Peut-être. Bien que le marché du pétrole soit dominé par des pays qui ont plus en commun avec la Chine (du moins en termes d'économie politique) qu'avec les États-Unis. De plus, les Chinois ont offert une sorte de filet de sécurité financière en rendant le renminbi convertible en or sur les marchés de l'or de Shanghai et de Hong Kong.
Si cela ne fait pas du renminbi un substitut du dollar en tant que monnaie de réserve, le commerce en petroyuan a néanmoins d'importantes implications économiques et financières pour les décideurs et les investisseurs.
Tout d'abord, la perspective d'une énergie bon marché attire déjà les entreprises industrielles occidentales en Chine. Il suffit de penser à la récente décision de l'entreprise allemande BASF de réduire son usine principale de Ludwigshafen et de transférer ses activités chimiques à Zhanjiang. Cela pourrait être le début de ce que Pozsar appelle une tendance "de la ferme à la table", dans laquelle la Chine tente de capter localement davantage de production à valeur ajoutée, en utilisant l'énergie bon marché comme appât. (Un certain nombre de fabricants européens ont également augmenté le nombre d'emplois aux États-Unis en raison de la baisse des coûts énergétiques dans ce pays).
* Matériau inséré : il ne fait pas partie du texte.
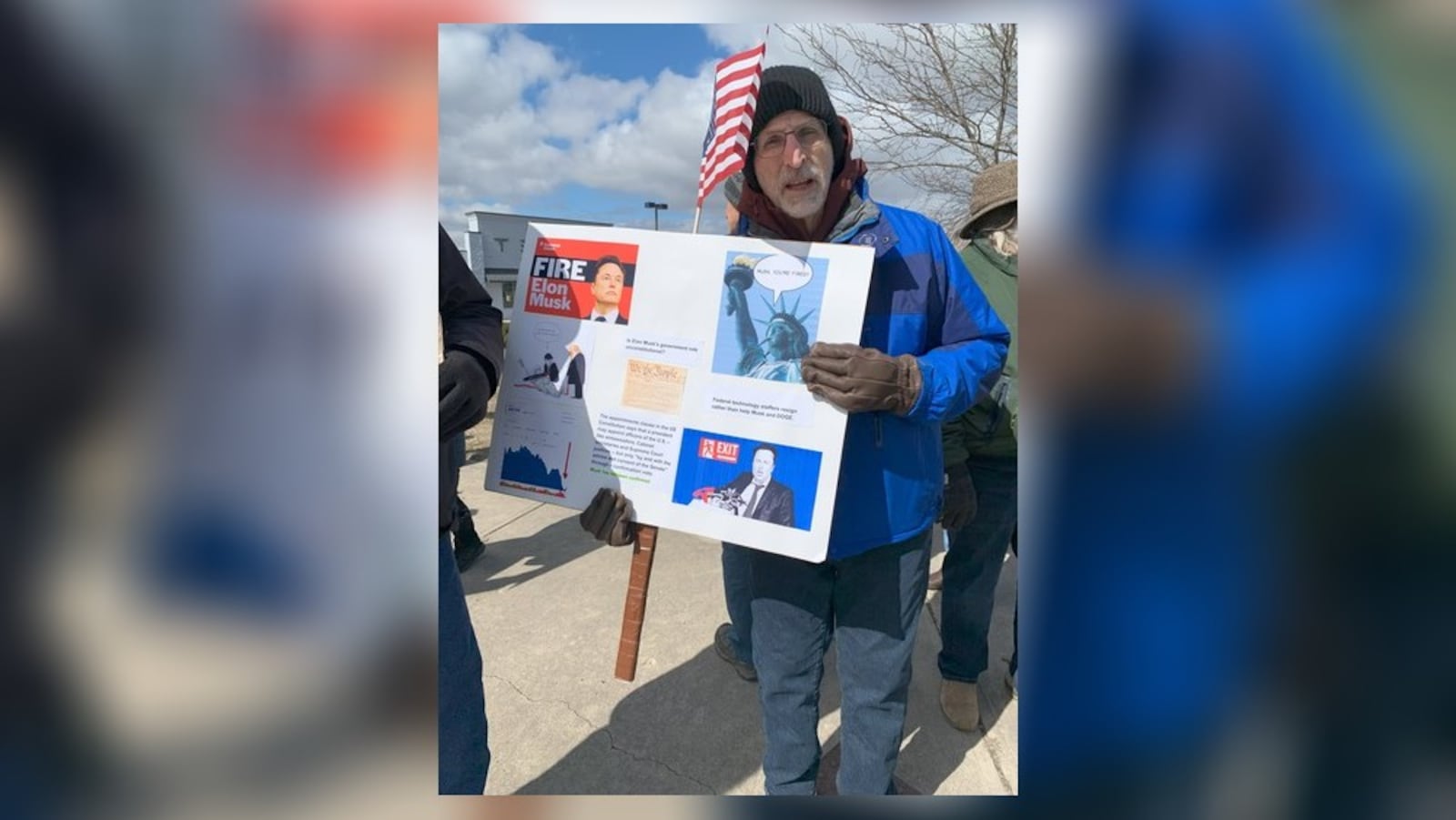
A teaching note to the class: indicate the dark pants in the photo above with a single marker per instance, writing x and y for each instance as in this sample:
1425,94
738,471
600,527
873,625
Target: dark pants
739,597
871,604
972,568
463,754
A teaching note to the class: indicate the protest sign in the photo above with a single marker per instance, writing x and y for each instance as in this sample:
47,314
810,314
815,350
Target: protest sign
667,366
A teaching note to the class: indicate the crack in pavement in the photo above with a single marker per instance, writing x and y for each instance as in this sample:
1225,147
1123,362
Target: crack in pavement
612,740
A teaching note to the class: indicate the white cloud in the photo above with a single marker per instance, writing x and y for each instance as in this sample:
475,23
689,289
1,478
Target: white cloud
519,120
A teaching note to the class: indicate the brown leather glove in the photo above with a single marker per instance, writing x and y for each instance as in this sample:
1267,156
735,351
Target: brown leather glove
863,379
609,517
960,499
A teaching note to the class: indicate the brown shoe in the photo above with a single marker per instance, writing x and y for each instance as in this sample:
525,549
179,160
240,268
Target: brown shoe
961,705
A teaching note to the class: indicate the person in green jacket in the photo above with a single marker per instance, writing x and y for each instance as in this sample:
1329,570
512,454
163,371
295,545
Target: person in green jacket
979,511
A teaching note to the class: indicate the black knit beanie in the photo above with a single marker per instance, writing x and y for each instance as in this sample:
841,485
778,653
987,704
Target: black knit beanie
794,87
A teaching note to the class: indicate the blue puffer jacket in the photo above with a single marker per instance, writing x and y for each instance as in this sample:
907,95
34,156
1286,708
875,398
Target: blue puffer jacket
922,302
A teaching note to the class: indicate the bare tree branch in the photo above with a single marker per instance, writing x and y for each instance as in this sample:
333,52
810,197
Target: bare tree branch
932,104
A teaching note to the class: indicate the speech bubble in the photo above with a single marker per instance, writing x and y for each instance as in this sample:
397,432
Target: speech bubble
783,273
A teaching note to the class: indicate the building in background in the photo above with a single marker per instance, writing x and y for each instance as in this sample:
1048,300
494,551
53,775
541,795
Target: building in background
494,245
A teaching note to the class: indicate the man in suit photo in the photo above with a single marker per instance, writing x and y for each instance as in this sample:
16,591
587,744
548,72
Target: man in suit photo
759,495
608,278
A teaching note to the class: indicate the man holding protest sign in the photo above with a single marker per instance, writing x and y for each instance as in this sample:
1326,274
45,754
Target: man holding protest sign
931,344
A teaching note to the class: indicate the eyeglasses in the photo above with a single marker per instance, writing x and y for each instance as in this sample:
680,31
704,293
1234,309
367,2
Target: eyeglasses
808,136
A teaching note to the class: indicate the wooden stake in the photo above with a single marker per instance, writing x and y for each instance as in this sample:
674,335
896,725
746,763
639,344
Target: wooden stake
635,608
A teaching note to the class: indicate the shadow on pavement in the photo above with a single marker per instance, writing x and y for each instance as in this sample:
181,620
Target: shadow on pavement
542,552
693,730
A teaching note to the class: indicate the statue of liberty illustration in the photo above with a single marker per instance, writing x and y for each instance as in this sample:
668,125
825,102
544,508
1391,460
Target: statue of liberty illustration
785,335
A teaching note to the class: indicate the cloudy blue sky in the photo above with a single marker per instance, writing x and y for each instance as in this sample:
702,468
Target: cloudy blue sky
587,121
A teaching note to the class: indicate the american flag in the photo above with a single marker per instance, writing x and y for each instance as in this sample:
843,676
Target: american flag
735,95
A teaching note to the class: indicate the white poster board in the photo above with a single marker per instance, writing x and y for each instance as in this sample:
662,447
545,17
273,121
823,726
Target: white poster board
666,366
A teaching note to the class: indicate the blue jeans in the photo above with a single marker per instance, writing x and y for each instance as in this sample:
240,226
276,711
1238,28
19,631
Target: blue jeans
972,568
463,754
739,597
871,604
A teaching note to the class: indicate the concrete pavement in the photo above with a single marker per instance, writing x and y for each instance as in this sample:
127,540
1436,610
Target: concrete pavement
546,603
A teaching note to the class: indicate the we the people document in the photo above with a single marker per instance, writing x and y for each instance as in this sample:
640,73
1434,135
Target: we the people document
667,366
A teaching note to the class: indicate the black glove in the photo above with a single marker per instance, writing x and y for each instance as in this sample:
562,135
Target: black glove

La pétro-politique comporte des risques financiers, mais aussi des avantages. Il est utile de rappeler que le recyclage des pétrodollars par les nations riches en pétrole vers les marchés émergents tels que le Mexique, le Brésil, l'Argentine, le Zaïre, la Turquie et d'autres par les banques commerciales américaines à partir de la fin des années 1970 a conduit à plusieurs crises de la dette des marchés émergents. Les pétrodollars ont également accéléré la création d'une économie plus spéculative, alimentée par l'endettement aux États-Unis, car les banques débordant d'argent ont créé toutes sortes de nouvelles "innovations" financières, et l'afflux de capitaux étrangers a permis aux États-Unis de maintenir un déficit plus important.
Cette tendance pourrait maintenant commencer à s'inverser. Déjà, il y a moins d'acheteurs étrangers pour les bons du Trésor américain. Si le pétroyuan décolle, il alimentera le feu de la dédollarisation. Le contrôle par la Chine de réserves énergétiques plus importantes et des produits qui en découlent pourrait être un nouveau facteur important d'inflation en Occident. C'est un problème à combustion lente, mais peut-être pas aussi lente que certains acteurs du marché le pensent.
Que doivent faire les décideurs politiques et les chefs d'entreprise ? Si j'étais directeur général d'une multinationale, je chercherais à régionaliser et à localiser autant de production que possible pour me prémunir contre un marché énergétique multipolaire. Je ferais également plus d'intégration verticale pour compenser l'inflation accrue dans les chaînes d'approvisionnement.
Si j'étais un décideur américain, je réfléchirais aux moyens d'augmenter la production de schiste nord-américaine à court et à moyen terme (et d'offrir aux Européens un rabais pour cela), tout en accélérant la transition écologique. C'est une raison supplémentaire pour laquelle les Européens ne devraient pas se plaindre de l'Inflation Reduction Act, qui subventionne la production d'énergie propre aux États-Unis. La montée du pétroyuan devrait inciter les États-Unis et l'Europe à abandonner les combustibles fossiles aussi vite que possible.